The Frankfurt School, however, made great strides in the United States.

The Frankfurt School’s continued influence there might be better explained by the fact that a number of key Frankfurt School theorists fled from Nazi Germany to the United States and remained there until the 1950s. One might also argue that Frankfurt School Critical Theory contained an undercurrent of hybridised libertarianism and showed little interest in social class or the complexities of the rapidly evolving capitalist system. These features of Critical Theory fitted neatly with the United States’ established characteristics of political radicalism whose critiques of the capitalist economic system are broad and generalised, whereas their critiques of capitalism’s cultural effects are nuanced, multifaceted and, on the whole, unremittingly bleak. The liberal left in the United States tended to treat the capitalist system as a fait accompli, and only in the trade union movement did talk of class linger on into the post-war era. However, the Frankfurt School’s intellectual assault upon Western culture drew a great deal of attention and seemed to give the liberal left in the United States a new lease of life. The Frankfurt School’s criticism of Western civilisation is undoubtedly incisive and occasionally convincing. These were, after all – especially Theodor Adorno and Walter Benjamin – intellectuals of genuinely historical significance. Their attack was unrelenting, and they certainly managed to land some effective blows. For the Frankfurt School, Western civilisation was brutal and strewn with manifold injustices. It had been built on tyranny and oppression and had stripped man of his humanity and freedom. It was not simply the working class that suffered. All groups from across the social hierarchy were invited to gaze into the Frankfurt School’s deep well of cultural criticism to find resources that could be used to explain their diverse discontents.

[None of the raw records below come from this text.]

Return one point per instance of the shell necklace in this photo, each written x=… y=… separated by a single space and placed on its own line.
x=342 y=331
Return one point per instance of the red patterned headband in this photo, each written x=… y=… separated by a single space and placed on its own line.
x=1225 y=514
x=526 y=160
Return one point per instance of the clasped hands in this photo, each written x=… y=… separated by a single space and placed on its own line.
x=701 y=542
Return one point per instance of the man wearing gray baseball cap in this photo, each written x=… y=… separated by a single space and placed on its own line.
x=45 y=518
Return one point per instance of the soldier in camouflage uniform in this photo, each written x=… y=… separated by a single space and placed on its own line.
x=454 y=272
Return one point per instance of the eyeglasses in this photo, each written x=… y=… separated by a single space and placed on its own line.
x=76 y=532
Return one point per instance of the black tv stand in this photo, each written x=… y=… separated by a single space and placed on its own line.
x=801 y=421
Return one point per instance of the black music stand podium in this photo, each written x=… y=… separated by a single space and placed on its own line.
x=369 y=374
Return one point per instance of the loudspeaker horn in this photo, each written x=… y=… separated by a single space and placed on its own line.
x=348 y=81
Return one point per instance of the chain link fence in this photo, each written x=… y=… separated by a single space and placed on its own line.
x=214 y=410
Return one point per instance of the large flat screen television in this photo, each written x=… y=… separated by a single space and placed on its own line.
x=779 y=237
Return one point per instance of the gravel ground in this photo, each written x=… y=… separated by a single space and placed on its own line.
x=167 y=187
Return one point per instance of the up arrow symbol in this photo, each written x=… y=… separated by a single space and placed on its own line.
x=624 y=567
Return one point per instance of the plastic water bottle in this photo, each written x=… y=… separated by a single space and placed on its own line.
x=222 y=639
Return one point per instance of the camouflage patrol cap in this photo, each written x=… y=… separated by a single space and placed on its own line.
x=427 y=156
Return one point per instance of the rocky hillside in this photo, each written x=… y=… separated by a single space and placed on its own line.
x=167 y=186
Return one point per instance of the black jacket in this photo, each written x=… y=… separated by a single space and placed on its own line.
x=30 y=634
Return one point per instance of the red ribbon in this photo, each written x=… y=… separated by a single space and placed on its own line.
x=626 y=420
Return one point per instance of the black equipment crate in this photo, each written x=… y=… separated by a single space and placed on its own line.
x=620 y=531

Postmodernism was built upon the negative conception of liberty we commonly associate with the neoliberal right whereas the reforms pursued by traditional socialism, and those put into practice by social democratic governments during the first half of the twentieth century, reflected a commitment to positive social liberty. However, over and above minimal welfare provision, postmodernists saw nothing in modern social democracy worthy of commendation or preservation. Social democratic interventions produced, they argued, freedom-sapping bureaucracies geared towards the reproduction of cultural uniformity and the status quo.

The Chapter on Postmodernism focuses very much on Foucault and is where the book begins to lose its way. But it is the chapter “Identity Politics” which I find incoherent rubbish

Postmodernism accelerated existing processes that were already liberalising the left and moving it further away from its traditional values, policies and sources of support. In advocating a creative individualism free from the intrusions of the state and the judgements of the social order, it also paved the way for contemporary identity politics. However, the truth of the matter is that post-structuralism played a more active role in determining the shape and content of twenty-first-century identity politics. Postmodernism and post-structuralism are often conflated, but to shed light on the intellectual foundations of identity politics, we need to briefly disentangle these two terms.

In future posts I hope to explore other books on this theme.